20. Jean-Claude Simoën : L’épopée de l’archéologie. Savants et aventuriers. 2008. Fayard.
Paris. Page 138
21. Nous avons comme source de documentation «terrain» le Guide Bleu, dans sa formule des
années 50. En l’occurrence l’édition de 1956, réimpression 1962, refonte des précédentes
dont la première remontait à 1900. Dans le format compact de 10 x 15 cm, mais tout de
même sur 560 pages et 120 pages d’introduction, on dispose d’une somme d’informations remarquable, rédigées, par d’érudits spécialistes, en une langue de qualité, concise
et expressive. Il faut de bons yeux, le corps de texte est en petits caractères (police taille
env. 9, selon les dénomination actuelles).

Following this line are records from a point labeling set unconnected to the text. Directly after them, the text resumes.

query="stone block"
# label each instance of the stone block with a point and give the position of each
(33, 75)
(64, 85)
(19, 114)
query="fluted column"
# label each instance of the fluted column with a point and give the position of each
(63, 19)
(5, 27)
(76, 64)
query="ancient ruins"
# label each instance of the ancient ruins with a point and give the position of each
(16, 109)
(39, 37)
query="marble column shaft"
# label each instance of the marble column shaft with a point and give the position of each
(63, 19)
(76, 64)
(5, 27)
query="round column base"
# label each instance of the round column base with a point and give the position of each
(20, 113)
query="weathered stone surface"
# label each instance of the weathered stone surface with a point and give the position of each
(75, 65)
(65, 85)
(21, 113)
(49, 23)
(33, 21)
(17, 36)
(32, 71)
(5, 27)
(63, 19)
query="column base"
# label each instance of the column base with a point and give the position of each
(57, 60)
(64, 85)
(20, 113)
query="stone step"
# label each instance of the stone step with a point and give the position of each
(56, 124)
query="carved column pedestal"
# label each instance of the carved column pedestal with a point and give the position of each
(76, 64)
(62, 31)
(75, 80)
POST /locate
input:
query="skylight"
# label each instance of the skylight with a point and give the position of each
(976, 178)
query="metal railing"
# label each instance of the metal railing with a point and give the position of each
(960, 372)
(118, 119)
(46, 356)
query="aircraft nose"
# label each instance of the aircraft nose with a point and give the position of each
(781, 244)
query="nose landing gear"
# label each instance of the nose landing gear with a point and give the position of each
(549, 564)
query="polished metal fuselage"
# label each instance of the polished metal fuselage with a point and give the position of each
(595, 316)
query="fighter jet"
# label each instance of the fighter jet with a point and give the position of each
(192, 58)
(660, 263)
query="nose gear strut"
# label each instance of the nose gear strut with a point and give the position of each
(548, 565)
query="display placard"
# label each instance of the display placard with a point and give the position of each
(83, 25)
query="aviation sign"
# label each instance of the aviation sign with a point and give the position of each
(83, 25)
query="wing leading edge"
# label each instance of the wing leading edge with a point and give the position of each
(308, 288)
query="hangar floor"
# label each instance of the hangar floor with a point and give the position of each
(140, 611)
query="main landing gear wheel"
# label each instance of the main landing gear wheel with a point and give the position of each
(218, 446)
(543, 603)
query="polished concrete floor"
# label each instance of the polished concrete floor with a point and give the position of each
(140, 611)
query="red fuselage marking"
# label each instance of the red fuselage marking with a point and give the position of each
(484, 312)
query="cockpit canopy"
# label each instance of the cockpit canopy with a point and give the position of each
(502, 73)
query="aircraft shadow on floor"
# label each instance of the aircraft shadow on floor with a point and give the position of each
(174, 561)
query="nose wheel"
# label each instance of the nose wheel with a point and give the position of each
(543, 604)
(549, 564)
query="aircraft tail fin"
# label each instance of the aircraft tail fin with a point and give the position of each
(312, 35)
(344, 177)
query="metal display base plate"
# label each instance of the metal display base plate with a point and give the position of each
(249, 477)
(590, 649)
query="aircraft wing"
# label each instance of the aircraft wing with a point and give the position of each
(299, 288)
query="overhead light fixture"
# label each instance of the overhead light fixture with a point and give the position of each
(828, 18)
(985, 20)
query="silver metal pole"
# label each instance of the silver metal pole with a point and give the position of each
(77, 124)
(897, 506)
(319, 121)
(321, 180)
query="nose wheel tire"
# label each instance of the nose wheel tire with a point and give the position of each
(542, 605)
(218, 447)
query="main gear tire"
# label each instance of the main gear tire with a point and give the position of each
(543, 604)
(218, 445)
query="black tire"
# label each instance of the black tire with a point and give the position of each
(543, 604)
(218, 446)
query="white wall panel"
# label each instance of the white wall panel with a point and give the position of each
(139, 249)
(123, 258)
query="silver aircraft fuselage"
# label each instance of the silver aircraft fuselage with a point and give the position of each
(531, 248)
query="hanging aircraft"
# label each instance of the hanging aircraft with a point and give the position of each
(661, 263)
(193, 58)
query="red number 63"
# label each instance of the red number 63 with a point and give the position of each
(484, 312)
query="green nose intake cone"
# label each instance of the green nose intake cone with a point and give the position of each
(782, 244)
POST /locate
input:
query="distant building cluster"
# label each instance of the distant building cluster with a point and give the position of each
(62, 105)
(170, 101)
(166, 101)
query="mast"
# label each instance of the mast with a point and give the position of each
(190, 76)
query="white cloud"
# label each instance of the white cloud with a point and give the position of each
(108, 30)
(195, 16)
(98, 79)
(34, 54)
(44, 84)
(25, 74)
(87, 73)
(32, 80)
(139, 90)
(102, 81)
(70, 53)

Les nombreux plans annexes, dépliants comme
ceux in texto sont d’une grande clarté, en noir, gris et blanc, graphisme sobre et efficace.
50 ans après (en 2014), rédigeant à partir des notes d’époque, la consultation de ce Guide
Bleu fait, à nouveau, constater l’indigence des guides actuels, malgré l’évolution des moyens
graphiques.
22. Le haut barrage d’Assouan, avec une hauteur de 111 mètres, sa largeur de près de
3600 mètres à la base et sa retenue de 169 milliards de mètres cubes, est l’un des plus
grands barrages au monde. Depuis son inauguration finalement en 1971, sous le règne de
Anouar el-Sadate, l’Egypte a pu accroître considérablement son rendement agricole, et la
production d’électricité couvre les 10% des besoins du pays.